Long v. Ramussen, 281 F 236, 238 (1922):
"The revenue laws are a code or system in regulation
of tax assessment and collection. They relate to
taxpayers, and not to non-taxpayers. The later are
without their scope. No procedure is prescribed for
non-taxpayers, and no attempt is made to annul any of
their rights and remedies in due course of law. With
them Congress does not assume to deal, and they are
neither of the subject nor of the object of the
revenue law."
Reaffirmed in Gerth v. US, 132 F. Supp. 894 (1955) and
in Economy Heating Co. v. U.S., 470 F2d 585 (1972)

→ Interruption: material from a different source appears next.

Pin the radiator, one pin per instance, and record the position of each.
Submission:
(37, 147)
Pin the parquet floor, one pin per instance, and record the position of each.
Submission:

Regal Drug Co v. Wardell, 260 US 386:
"Congress may not, under the taxing power, assert a
power not delegated to it by the Constitution."
U.S. Supreme Court in Hurtado v. California, 110 US 516:
"The state cannot diminish the rights of the people."

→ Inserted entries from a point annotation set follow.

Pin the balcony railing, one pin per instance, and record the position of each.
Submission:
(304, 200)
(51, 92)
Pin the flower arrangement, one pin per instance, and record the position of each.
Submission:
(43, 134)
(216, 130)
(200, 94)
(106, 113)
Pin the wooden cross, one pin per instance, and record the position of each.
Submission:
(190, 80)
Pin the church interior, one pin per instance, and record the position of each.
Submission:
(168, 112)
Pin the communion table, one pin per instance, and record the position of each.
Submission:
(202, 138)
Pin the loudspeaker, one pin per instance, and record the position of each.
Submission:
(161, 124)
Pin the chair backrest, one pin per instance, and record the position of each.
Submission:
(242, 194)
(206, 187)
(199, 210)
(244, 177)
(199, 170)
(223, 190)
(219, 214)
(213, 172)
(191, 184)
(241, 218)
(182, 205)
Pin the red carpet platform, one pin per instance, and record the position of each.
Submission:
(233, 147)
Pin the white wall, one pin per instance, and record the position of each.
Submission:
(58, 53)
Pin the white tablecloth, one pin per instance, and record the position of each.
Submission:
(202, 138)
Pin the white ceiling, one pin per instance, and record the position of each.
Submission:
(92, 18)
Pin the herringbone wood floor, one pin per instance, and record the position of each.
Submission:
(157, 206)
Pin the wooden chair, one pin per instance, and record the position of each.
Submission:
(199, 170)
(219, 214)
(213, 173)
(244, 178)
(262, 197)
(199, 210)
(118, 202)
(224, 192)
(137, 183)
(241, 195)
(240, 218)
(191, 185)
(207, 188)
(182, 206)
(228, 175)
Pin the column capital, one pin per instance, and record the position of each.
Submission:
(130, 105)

Sherar v. Cullen, 481 F2d 946(1973)
"... there can be no sanction or penalty imposed upon
one because of his exercise of constitutional rights."
Miller v. U.S., 230 F 489
"The claim and exercise of a Constitutional right
cannot be converted into a crime."
ALL taxes must be either excises, duties, posts, or if direct, apportioned. How the tax is applied is what determines the class it falls into. If it affects any real or personal property, and cannot be passed on to another, it must be apportioned. If it does not affect such, it doesn't require apportionment, it requires uniformity . A tax on income is perfectly legal and moral, regardless of source, so long as the source is not affected. Defining "income" is the hard part.

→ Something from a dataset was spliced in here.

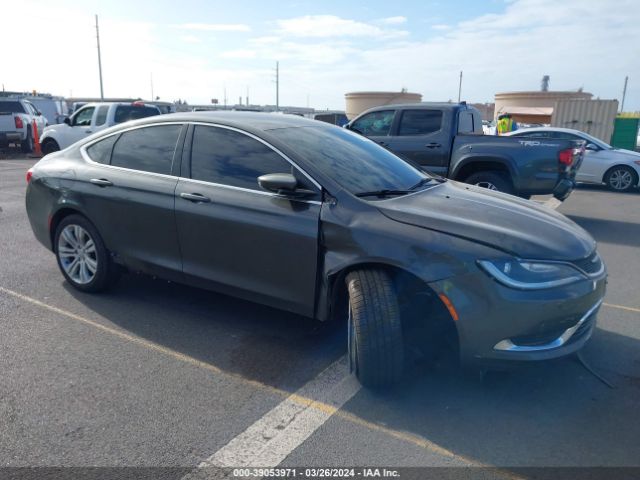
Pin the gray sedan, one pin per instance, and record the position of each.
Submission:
(320, 221)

If I buy a car for $10,000 and sell it a week later for $10,000, there is no income, hence no tax due because such a tax would diminish the original $10,000 sum I owned. As such, if I own 40 hours of labor, and trade them for any monetary amount, no tax can be due because such a tax would diminish the original value of my labor. Wages and labor can be a SOURCE of income, for example, for someone who owned a staffing service or temp agency and received their money based on someone else's labor. Or in the case of a union collecting dues from others' labor. The tax is on the INCOME DERIVED FROM A SOURCE, not the source itself. Labor can be a source of income, but is not necessarily income per se.
So whether YOU or the SUPREME COURT classify an income tax as an excise is really irrelevant . How the tax is applied will determine the class it MUST fall into , and constitutional rules governing the 2 great classes would then be applied.
But for the record, the tax we now know as "income tax" , was pre-dated by the "CORPORATE EXCISE TAX of 1909".
It was originally designed as an excise tax for the privilege of corporate chartership.
The only way the 16th amendment can be read is in harmony with previous provisions for taxation, as it neither repeals or nullifies any portion thereof. Same as any law..you can't read one line of a law and determine what is required, you MUST read the law as a whole.